Il faut savoir que toute cette zone fait partie du programme du Plan d’urbanisme de détails (Pud) approuvé et rendu exécutoire par un décret de l’ancien chef de l’Etat Macky Sall qui a été réparti pour un espace (150, 58 ha) comme suit : «43, 92% de la superficie totale du Pud sont réservés à l’habitat, 21, 01% aux voiries et réseaux divers, 35% aux équipements.»

Sur place, quelques filaos dansent sous l’effet du vent. Alors que les ouvriers poursuivent leurs corvées. A Malika, la situation est la même où l’occupation du foncier divise les différentes parties. Les jeunes de la commune, à travers une association locale, réclament 1500 parcelles à l’Etat. En plus d’exiger que le décret qui affecte la zone à certaines personnalités soit annulé, ils demandent au Président Faye l’octroi de ces parcelles à usage… sur le même site. «On ne demande pas de détruire tout ce qui est en train d’être fait ici avec le programme Pud. Ce n’est pas sérieux que les gens le fassent. Mais nous voulons que notre terre nous revienne parce que qu’elle est occupée par des gens qui n’habitent même pas la localité et qui bénéficient des ha. Tout le monde a droit à une parcelle. L’Etat devra faciliter l’octroi d’une parcelle aux enfants de la localité», explique Bachir Paye, détenteur d’une buvette de café Touba au niveau de la plage de Malika.

«J’espère que les autorités savent ce qu’elles font…»
Au niveau de la corniche-Ouest de Dakar où poussent des immeubles, des hôtels, des sites en situation de terrassement, les travaux se poursuivaient hier.

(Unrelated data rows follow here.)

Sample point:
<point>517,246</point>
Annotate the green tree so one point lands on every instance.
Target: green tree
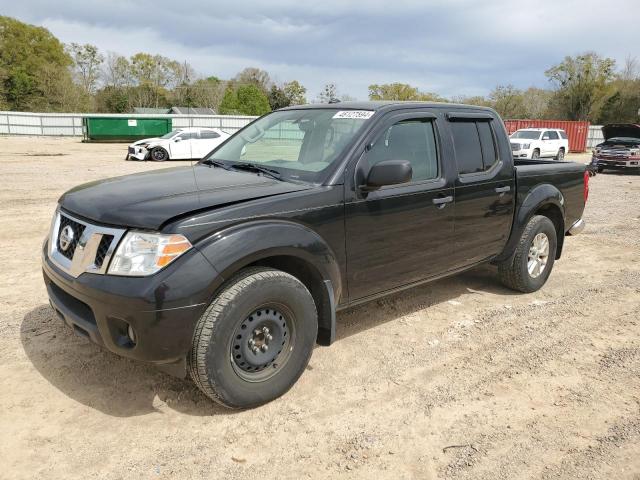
<point>229,102</point>
<point>255,76</point>
<point>278,98</point>
<point>508,101</point>
<point>329,93</point>
<point>295,92</point>
<point>252,100</point>
<point>34,68</point>
<point>582,83</point>
<point>86,65</point>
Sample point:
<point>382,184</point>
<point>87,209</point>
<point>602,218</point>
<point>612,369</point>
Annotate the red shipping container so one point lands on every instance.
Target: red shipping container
<point>576,131</point>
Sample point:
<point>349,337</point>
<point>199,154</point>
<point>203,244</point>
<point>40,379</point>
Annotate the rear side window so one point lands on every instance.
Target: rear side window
<point>467,145</point>
<point>553,135</point>
<point>475,146</point>
<point>487,141</point>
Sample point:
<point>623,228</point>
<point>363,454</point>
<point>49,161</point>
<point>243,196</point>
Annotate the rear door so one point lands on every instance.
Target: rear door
<point>484,188</point>
<point>400,234</point>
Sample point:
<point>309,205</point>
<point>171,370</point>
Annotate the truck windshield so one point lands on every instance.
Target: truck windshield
<point>297,144</point>
<point>527,134</point>
<point>171,134</point>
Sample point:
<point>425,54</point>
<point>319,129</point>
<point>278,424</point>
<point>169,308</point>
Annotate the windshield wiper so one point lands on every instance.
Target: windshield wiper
<point>215,163</point>
<point>257,168</point>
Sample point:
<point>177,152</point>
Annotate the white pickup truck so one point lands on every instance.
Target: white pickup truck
<point>539,142</point>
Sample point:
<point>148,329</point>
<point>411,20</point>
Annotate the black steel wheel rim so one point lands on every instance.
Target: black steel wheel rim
<point>262,342</point>
<point>158,154</point>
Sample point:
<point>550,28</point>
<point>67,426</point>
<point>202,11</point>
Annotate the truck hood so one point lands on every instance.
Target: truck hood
<point>148,200</point>
<point>614,130</point>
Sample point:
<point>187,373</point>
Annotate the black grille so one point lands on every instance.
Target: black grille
<point>105,243</point>
<point>77,228</point>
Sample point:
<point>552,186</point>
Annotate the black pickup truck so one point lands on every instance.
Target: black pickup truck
<point>230,270</point>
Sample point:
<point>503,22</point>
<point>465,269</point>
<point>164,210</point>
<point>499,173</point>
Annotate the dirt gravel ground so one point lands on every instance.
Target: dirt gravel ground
<point>459,379</point>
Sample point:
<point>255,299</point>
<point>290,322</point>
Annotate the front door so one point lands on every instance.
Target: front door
<point>400,234</point>
<point>182,146</point>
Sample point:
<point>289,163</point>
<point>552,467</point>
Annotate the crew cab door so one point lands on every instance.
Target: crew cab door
<point>484,189</point>
<point>399,234</point>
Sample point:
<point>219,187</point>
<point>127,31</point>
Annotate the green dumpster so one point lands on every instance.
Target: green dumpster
<point>120,129</point>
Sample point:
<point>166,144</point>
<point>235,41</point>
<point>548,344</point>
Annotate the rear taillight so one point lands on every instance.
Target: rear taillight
<point>586,185</point>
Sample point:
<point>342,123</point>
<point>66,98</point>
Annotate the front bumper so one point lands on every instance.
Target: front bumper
<point>162,309</point>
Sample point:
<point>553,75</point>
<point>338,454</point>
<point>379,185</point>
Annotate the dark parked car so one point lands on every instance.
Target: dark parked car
<point>231,270</point>
<point>620,150</point>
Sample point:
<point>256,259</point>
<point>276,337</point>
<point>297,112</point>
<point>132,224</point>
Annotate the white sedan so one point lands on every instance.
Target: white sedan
<point>179,144</point>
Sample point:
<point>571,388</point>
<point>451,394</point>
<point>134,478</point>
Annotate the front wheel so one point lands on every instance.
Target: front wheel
<point>529,267</point>
<point>159,154</point>
<point>255,339</point>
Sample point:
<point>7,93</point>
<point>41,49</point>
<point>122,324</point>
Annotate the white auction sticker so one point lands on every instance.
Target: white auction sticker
<point>356,114</point>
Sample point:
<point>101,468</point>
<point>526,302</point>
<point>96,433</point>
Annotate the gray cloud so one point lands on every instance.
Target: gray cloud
<point>451,47</point>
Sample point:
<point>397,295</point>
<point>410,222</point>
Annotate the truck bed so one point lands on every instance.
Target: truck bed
<point>568,177</point>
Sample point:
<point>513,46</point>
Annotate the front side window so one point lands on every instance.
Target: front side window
<point>410,140</point>
<point>188,136</point>
<point>205,134</point>
<point>171,134</point>
<point>527,134</point>
<point>298,144</point>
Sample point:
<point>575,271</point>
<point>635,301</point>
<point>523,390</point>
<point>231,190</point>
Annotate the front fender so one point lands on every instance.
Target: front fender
<point>540,197</point>
<point>235,247</point>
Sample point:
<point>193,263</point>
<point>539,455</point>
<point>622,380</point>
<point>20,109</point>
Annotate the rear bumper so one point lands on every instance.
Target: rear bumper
<point>162,309</point>
<point>577,227</point>
<point>616,164</point>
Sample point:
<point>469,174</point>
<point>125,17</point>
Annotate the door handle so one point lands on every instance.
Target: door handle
<point>442,201</point>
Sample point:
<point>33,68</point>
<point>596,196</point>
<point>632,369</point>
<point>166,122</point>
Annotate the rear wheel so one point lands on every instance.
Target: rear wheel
<point>531,264</point>
<point>255,339</point>
<point>159,154</point>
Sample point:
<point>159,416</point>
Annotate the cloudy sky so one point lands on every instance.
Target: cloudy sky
<point>452,47</point>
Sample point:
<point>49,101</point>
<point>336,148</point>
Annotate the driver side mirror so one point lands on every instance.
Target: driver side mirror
<point>389,172</point>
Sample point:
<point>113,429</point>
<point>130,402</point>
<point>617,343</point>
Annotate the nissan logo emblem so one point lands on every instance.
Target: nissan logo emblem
<point>66,238</point>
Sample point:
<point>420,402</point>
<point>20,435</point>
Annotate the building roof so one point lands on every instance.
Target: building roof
<point>192,111</point>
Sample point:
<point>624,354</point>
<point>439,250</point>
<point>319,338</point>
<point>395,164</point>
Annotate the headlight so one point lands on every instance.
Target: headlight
<point>141,254</point>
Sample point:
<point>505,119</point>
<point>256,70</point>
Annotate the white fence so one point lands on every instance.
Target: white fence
<point>70,124</point>
<point>595,136</point>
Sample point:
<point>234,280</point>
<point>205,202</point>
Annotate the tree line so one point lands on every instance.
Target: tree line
<point>40,73</point>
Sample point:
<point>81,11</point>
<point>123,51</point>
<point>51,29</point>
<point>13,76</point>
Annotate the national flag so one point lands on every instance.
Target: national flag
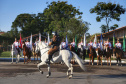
<point>39,37</point>
<point>31,42</point>
<point>66,43</point>
<point>95,42</point>
<point>124,43</point>
<point>48,40</point>
<point>114,39</point>
<point>84,40</point>
<point>101,41</point>
<point>20,43</point>
<point>75,43</point>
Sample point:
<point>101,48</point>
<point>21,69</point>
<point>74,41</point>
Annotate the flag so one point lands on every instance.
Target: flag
<point>114,39</point>
<point>75,43</point>
<point>84,40</point>
<point>48,40</point>
<point>124,43</point>
<point>31,42</point>
<point>39,36</point>
<point>20,43</point>
<point>101,42</point>
<point>95,42</point>
<point>66,43</point>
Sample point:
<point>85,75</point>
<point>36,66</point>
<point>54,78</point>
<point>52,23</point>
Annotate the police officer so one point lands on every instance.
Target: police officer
<point>80,44</point>
<point>16,44</point>
<point>73,43</point>
<point>63,44</point>
<point>27,43</point>
<point>55,42</point>
<point>118,44</point>
<point>90,43</point>
<point>108,43</point>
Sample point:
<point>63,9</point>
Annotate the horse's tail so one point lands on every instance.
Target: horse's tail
<point>79,60</point>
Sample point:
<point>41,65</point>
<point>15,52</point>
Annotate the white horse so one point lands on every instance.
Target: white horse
<point>64,55</point>
<point>14,52</point>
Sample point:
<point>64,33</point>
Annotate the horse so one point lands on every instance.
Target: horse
<point>35,54</point>
<point>15,52</point>
<point>119,53</point>
<point>99,53</point>
<point>64,55</point>
<point>92,54</point>
<point>26,52</point>
<point>82,52</point>
<point>108,53</point>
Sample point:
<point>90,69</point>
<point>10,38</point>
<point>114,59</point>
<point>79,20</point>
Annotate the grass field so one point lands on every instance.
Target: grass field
<point>7,54</point>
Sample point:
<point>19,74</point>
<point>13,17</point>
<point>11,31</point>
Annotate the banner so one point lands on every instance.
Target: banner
<point>20,43</point>
<point>31,42</point>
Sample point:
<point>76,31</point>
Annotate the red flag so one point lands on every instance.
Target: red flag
<point>20,44</point>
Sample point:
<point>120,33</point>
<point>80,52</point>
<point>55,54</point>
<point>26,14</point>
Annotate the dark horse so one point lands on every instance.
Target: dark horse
<point>92,54</point>
<point>99,53</point>
<point>108,53</point>
<point>119,53</point>
<point>26,52</point>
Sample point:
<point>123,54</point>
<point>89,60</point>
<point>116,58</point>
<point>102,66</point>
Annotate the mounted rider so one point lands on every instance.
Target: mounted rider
<point>118,44</point>
<point>27,43</point>
<point>16,44</point>
<point>55,42</point>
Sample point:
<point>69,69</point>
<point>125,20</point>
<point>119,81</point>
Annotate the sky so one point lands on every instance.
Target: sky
<point>10,9</point>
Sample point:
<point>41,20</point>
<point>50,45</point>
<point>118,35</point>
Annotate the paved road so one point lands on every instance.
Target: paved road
<point>28,74</point>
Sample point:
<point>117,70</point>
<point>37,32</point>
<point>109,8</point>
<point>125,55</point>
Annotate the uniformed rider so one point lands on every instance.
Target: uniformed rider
<point>55,42</point>
<point>118,44</point>
<point>16,44</point>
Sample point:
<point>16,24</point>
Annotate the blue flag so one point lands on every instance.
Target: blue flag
<point>66,42</point>
<point>101,42</point>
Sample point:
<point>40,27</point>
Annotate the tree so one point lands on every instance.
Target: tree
<point>108,11</point>
<point>58,14</point>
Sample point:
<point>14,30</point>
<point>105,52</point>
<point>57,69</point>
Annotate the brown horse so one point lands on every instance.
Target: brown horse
<point>92,54</point>
<point>119,53</point>
<point>35,54</point>
<point>26,52</point>
<point>99,53</point>
<point>108,53</point>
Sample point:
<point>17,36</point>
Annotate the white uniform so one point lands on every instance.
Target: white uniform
<point>16,44</point>
<point>118,45</point>
<point>108,43</point>
<point>73,44</point>
<point>79,44</point>
<point>90,44</point>
<point>63,44</point>
<point>27,44</point>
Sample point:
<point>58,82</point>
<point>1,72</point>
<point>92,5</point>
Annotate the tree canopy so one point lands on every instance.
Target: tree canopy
<point>108,11</point>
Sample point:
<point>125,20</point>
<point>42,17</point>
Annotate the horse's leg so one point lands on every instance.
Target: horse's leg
<point>40,64</point>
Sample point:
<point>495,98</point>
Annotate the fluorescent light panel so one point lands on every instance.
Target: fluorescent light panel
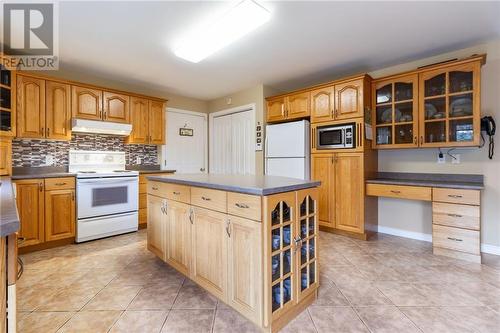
<point>236,23</point>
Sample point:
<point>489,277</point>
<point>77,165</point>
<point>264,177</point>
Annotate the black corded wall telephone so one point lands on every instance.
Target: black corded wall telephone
<point>488,125</point>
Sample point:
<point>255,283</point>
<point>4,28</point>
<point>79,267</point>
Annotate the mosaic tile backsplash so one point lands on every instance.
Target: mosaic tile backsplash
<point>32,152</point>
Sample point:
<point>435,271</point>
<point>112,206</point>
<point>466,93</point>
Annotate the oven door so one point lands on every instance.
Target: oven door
<point>330,137</point>
<point>106,196</point>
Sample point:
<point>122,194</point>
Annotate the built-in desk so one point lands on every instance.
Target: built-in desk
<point>456,207</point>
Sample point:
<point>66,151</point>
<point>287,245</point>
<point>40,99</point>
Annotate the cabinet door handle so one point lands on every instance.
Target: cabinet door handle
<point>228,226</point>
<point>239,205</point>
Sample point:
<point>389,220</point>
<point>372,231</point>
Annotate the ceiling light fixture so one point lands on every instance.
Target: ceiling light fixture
<point>234,24</point>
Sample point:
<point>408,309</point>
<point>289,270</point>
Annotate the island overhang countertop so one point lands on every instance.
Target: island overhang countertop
<point>248,184</point>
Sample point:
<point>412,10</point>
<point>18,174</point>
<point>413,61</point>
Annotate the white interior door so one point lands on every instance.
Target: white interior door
<point>233,143</point>
<point>186,154</point>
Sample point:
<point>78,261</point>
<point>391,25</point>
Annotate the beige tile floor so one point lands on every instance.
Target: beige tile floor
<point>389,284</point>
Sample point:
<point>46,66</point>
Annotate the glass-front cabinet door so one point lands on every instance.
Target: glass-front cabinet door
<point>449,106</point>
<point>395,112</point>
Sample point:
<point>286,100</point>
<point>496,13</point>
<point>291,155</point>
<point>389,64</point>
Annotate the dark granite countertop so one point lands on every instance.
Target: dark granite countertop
<point>9,220</point>
<point>465,181</point>
<point>40,172</point>
<point>248,184</point>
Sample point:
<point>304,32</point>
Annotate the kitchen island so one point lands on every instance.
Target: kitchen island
<point>251,241</point>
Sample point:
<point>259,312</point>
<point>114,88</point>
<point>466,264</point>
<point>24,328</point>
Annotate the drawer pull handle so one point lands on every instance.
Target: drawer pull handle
<point>241,205</point>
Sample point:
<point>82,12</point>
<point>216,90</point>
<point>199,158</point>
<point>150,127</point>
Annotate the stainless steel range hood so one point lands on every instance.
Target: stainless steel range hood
<point>100,127</point>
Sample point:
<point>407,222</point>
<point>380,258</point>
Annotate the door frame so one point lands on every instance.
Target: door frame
<point>163,148</point>
<point>241,108</point>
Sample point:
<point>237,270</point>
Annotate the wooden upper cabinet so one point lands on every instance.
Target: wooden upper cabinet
<point>323,104</point>
<point>30,107</point>
<point>30,205</point>
<point>349,189</point>
<point>298,105</point>
<point>139,115</point>
<point>395,112</point>
<point>276,109</point>
<point>323,169</point>
<point>86,103</point>
<point>116,107</point>
<point>58,110</point>
<point>156,123</point>
<point>59,214</point>
<point>349,99</point>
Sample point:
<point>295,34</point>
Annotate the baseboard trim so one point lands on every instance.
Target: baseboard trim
<point>485,248</point>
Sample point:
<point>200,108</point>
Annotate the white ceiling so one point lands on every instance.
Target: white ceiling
<point>305,42</point>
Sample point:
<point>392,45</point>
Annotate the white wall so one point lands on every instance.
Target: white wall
<point>415,216</point>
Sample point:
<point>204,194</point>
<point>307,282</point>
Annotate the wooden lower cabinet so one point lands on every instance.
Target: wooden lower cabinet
<point>157,220</point>
<point>178,240</point>
<point>46,212</point>
<point>59,214</point>
<point>209,251</point>
<point>266,268</point>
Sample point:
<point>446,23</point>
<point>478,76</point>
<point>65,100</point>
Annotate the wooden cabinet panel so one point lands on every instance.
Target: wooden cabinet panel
<point>30,107</point>
<point>116,107</point>
<point>323,170</point>
<point>245,269</point>
<point>298,105</point>
<point>139,115</point>
<point>349,100</point>
<point>157,226</point>
<point>178,236</point>
<point>5,157</point>
<point>322,104</point>
<point>459,196</point>
<point>349,189</point>
<point>30,205</point>
<point>400,191</point>
<point>86,103</point>
<point>276,109</point>
<point>156,123</point>
<point>58,110</point>
<point>209,251</point>
<point>59,214</point>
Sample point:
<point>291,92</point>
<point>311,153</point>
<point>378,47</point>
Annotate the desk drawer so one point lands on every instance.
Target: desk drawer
<point>399,191</point>
<point>244,205</point>
<point>463,240</point>
<point>64,183</point>
<point>211,199</point>
<point>468,197</point>
<point>453,215</point>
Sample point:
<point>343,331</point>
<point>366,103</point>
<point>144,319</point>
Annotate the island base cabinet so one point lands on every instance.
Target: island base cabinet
<point>209,251</point>
<point>157,230</point>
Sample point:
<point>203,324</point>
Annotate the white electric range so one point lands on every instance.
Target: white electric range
<point>107,194</point>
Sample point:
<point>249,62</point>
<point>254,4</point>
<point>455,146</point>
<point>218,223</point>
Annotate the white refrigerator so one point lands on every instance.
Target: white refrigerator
<point>287,150</point>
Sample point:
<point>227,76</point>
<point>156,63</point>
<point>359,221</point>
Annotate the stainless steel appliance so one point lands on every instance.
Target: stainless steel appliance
<point>336,136</point>
<point>107,194</point>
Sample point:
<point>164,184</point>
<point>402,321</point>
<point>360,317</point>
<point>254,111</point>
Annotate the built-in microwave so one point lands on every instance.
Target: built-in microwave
<point>336,136</point>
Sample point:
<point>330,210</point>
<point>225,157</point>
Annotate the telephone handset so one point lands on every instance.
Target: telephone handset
<point>488,125</point>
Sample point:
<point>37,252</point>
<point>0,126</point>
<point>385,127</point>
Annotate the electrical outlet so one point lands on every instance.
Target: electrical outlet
<point>441,158</point>
<point>455,160</point>
<point>49,160</point>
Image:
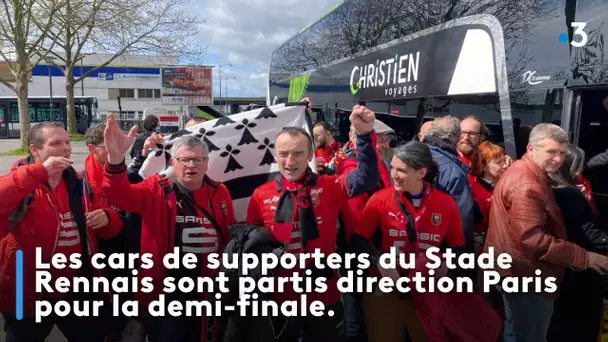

Les ouvriers mettent la dernière main sur certaines finitions pour embellir leurs chantiers. Si certains n’ont pas le temps de disserter sur les lendemains qui risquent d’être moins enchanteurs à cause de l’arrêt des travaux, d’autres ont du mal à imaginer la suspension de leurs «contrats» de travail le temps que les audits soient achevés par les services domaniaux et cadastraux. «Que voulez-vous que je vous dise. Nous sommes venus travailler, mais je ne sais pas si demain (aujourd’hui) il sera possible de le faire. Du jour au lendemain, on va se retrouver dans la précarité», note un ouvrier, accroché au pied d’un immeuble. «J’espère que les autorités savent ce qu’elles font, surtout que Diomaye et Sonko sont des inspecteurs des impôts. On ne peut rien obtenir ici sans autorisation», ajoute un autre, qui hume cet effluve marin envoyé par la grande bleue qui gronde à quelques mètres de son lieu de travail. De l’hôtel Azalai, ouvert il y a quelques mois, jusqu’aux Mamelles, les interrogations et les inquiétudes se superposent sur les visages des travailleurs et des promoteurs après cette décision de suspension des procédures domaniales et foncières prise par Faye et Sonko.